Leigh cat and dog home go as far as selling pregnagt animals and tell people they should bring any offspring back when they are old enough:gasp:


----------



## sarahc (Jan 7, 2009)

*Dog rescue*

The other end of the scale is Many Tears Rescue wouldn't let me have a spayed bitch because my dog is entire.


----------



## Emmaj (Dec 3, 2007)

Shell195 said:


> Leigh cat and dog home go as far as selling pregnagt animals and tell people they should bring any offspring back when they are old enough:gasp:


 
eeeeks bloomin eck thats not very good :gasp:


----------



## Pimperella (Sep 26, 2006)

Shell195 said:


> Leigh cat and dog home go as far as selling pregnagt animals and tell people they should bring any offspring back when they are old enough:gasp:


 
lol They aren't a dogs home. They are a retail outlet for dogs they snatch out of peoples gardens!!!! This I do know as fact! Even if it's microchipped they will sell them on the same day as they 'found' it.


----------



## eve2611 (Jul 28, 2009)

my local dogs home WILL not let any animal leave that hasnt been spayed or neutured, end off no discussion.


----------



## Shell195 (May 31, 2007)

Pimperella said:


> lol They aren't a dogs home. They are a retail outlet for dogs they snatch out of peoples gardens!!!! This I do know as fact! Even if it's microchipped they will sell them on the same day as they 'found' it.


 
Aye I know someones whos cat was taken there by someone at some point. He was chipped and they sold him to someone else who then took him to the vets who scanned him. The cat ended up back with his original owners and Leigh got more negative publicity. I hate that place I really do


----------



## Fuzzball (May 16, 2007)

My mums boss went to a well known rescue centre 1 day, chose a dog they liked, picked her up the following day after taking her out of her kennel and deciding as she didnt jump up that she was the dog for them, no homecheck or proof of ID required.

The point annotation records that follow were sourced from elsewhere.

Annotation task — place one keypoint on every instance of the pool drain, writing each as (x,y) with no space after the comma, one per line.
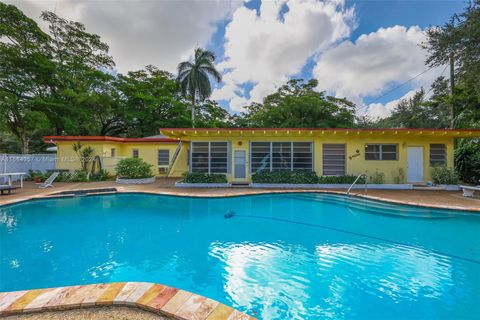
(229,215)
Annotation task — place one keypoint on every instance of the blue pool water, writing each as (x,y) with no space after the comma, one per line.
(278,256)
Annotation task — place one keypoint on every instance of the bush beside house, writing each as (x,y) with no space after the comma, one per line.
(134,171)
(301,177)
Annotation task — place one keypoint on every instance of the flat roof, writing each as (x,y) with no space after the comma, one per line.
(50,139)
(181,133)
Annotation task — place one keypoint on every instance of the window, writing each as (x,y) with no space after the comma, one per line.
(333,159)
(381,152)
(277,156)
(281,156)
(438,155)
(302,156)
(163,157)
(210,157)
(260,156)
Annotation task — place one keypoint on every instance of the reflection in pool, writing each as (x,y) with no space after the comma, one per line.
(278,256)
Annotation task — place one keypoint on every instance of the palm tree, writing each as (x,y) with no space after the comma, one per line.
(194,77)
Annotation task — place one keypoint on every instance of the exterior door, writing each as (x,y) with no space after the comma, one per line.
(240,169)
(415,164)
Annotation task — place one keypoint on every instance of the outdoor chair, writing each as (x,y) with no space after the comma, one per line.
(6,189)
(49,181)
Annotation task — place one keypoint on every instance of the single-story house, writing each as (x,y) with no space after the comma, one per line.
(241,152)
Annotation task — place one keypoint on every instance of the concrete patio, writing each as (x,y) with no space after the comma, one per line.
(433,198)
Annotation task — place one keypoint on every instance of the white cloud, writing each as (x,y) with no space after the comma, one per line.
(372,64)
(140,32)
(380,110)
(266,47)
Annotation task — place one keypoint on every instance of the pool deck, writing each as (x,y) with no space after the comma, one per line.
(164,301)
(429,198)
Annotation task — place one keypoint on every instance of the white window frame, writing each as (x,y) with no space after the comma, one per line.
(444,162)
(168,157)
(380,157)
(291,154)
(229,156)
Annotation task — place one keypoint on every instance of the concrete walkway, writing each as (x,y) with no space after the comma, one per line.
(433,198)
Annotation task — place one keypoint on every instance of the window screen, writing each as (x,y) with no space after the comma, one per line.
(438,155)
(277,156)
(163,157)
(381,152)
(209,157)
(333,159)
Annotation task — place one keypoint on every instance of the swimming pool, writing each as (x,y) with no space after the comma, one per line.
(274,256)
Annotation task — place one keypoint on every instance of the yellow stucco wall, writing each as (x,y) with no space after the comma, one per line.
(67,158)
(355,165)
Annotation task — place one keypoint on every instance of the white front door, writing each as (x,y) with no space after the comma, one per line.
(415,164)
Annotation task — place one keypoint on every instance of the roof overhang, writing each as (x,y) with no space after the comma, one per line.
(54,139)
(188,133)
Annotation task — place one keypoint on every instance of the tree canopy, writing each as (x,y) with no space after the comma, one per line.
(298,105)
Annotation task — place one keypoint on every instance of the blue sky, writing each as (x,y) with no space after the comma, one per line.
(358,49)
(370,16)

When they were signing the paperwork they were told she wasnt spayed but they would do it as and when she had a season. They did not phone for a week to see how the dog was and how she had settled, imagine how wrong it all could have gone!! they might have been who they said they was, or lived where they said they lived and in a week they could have taken that dog very far!!


----------



## emma18x (Apr 15, 2008)

Shell195 said:


> Aye I know someones whos cat was taken there by someone at some point. He was chipped and they sold him to someone else who then took him to the vets who scanned him. The cat ended up back with his original owners and Leigh got more negative publicity. *I hate that place I really do*


Your not the only one...
Rehomed a couple of dogs from there a few years ago. Both turned out to be VERY ill when we got them home. Sadly, one of them didn't make it


----------



## LisaLQ (Jan 29, 2009)

eve2611 said:


> image
> 
> 
> the scar is between the bottom 4 teats in the pic the flash ment i couldnt get it very well


Crikey, big scar for a spay - what were they looking for, a Ford Cortina?


----------



## pigglywiggly (Jul 19, 2008)

sarahc said:


> The other end of the scale is Many Tears Rescue wouldn't let me have a spayed bitch because my dog is entire.


 
thats just mad, she`s hardly going to grow another womb is she? :devil:


----------



## marthaMoo (May 4, 2007)

pigglywiggly said:


> thats just mad, she`s hardly going to grow another womb is she? :devil:



Its very common that rescues wouldnt rehome to a home with an entire dog in it. I never did unless there were very good reasons for that dog to be entire.


----------



## Shell195 (May 31, 2007)

We wont rehome our sanctuary cats to people if any other cats they own arent neutered


----------



## noo noo (Nov 9, 2009)

She is obviously going through a difficult time at the moment with moving home. She may be pretending to herself that she is pregnant. Just wait and see if she gets big.


----------



## CTI_Perrin (Mar 17, 2008)

Pimperella said:


> Rspca never spay or neuter before rehoming. They offer discount if you come back to them.
> Manchester and Cheshire dogs home don't bother either.
> I know that Manchester rehomed a bitch in season to someone with an entire dog and well, moment they got home they tied. She never knew or wasn't told of the jab she phoned the dogs home and they just said
> ooo we didn't know'



the RSPCA always neuter before rehoming, i've worked at a vets and had cats, dogs rabbits and ferrets brought in to be neutered by the rspca


----------